Tried killing a moth in our bathroom. Water everywhere. Don't worry about it.
Enough with studying for finals. Time to put that my little pony coloring book to use.
All I remember from last night is puking up a box of cheeze-its and the building catching on fire.
I just wished the taco bell drive thru guy a happy cinco de mayo. Who says arizonians hate mexicans?
how do i say, "my ex is going to be at this party so don't look like shit" without sounding like a bitch?
Just got invited out of group to take shots after hearing her gay friend say "why would I give him my alcohol so you can suck his dick. It's going to be a good night
My dick was almost in plain McDonald's sight
He got weirdly turned on by the video of my cat licking nacho cheese off my finger.
You know what would make the espn body photos even better? If anyone knew who any of those fucking athletes were. That, and maybe not feature Gary Player.
I did a kegel this morning to determine if I had been penetrated during last night's blackout.

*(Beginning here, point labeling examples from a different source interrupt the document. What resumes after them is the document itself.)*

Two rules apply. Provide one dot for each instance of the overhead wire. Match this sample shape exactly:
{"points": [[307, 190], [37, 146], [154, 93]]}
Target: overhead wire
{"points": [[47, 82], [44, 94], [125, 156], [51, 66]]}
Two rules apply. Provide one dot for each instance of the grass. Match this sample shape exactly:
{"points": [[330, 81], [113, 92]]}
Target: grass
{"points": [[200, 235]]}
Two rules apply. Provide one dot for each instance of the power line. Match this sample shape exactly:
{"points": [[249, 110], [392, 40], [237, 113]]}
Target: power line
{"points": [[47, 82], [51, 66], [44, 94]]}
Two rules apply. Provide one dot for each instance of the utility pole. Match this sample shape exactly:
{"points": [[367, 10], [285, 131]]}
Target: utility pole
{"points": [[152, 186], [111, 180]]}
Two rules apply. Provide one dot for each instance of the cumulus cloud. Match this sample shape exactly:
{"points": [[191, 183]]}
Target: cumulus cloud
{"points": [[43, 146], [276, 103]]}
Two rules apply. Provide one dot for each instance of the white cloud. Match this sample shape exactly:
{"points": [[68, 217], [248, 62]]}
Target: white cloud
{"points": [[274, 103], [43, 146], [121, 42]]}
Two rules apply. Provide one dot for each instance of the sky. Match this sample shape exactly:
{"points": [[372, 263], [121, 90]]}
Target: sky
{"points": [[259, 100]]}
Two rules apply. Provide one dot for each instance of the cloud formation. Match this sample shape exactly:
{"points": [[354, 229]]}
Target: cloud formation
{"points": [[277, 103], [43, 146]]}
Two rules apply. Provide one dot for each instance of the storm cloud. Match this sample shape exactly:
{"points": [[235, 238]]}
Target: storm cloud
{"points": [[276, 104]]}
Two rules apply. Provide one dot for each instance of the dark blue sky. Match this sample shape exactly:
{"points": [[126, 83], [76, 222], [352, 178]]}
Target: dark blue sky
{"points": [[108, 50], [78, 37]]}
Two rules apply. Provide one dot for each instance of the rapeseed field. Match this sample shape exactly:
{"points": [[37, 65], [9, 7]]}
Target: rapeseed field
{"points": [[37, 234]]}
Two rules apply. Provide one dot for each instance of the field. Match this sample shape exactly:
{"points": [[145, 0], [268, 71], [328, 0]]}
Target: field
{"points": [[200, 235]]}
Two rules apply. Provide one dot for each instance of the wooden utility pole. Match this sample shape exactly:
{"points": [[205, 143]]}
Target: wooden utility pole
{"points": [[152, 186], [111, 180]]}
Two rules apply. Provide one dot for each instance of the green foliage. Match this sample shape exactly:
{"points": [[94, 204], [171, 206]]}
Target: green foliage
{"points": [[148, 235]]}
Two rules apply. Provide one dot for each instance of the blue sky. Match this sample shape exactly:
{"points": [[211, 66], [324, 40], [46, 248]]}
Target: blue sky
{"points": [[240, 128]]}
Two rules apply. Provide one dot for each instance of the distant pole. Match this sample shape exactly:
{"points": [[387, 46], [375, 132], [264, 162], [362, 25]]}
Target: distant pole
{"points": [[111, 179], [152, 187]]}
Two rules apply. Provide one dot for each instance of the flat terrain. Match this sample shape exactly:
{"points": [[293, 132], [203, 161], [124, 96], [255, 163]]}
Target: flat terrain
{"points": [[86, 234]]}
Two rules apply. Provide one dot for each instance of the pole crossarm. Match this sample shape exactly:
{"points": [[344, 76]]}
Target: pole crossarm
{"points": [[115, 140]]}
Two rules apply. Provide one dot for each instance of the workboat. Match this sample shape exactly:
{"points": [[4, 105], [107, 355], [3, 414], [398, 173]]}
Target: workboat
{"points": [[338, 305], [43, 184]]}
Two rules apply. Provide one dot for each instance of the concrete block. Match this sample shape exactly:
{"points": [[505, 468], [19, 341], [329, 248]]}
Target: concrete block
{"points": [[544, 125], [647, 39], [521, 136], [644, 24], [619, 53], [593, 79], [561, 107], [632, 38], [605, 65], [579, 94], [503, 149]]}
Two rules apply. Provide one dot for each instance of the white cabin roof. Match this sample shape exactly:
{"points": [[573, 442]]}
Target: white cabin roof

Nope.
How did it feel to just observe all the people blacking out usually you're on the other end of things
I felt like I was at the zoo
So by "wait for me" do you think he meant "Don't have sex with random dentists?"
Conference sex doesn't count if the dentist doesn't know your name.
He propositioned me for a threesome once so yeah I'd say he has what it takes to run for public office
You fell out of his top bunk onto his set of golf clubs. After seeing blood on your leg, you proceeded to sing "the first cut is the deepest" while sprawled on the golf clubs
Tonight’s your last chance for a danger free blowjob.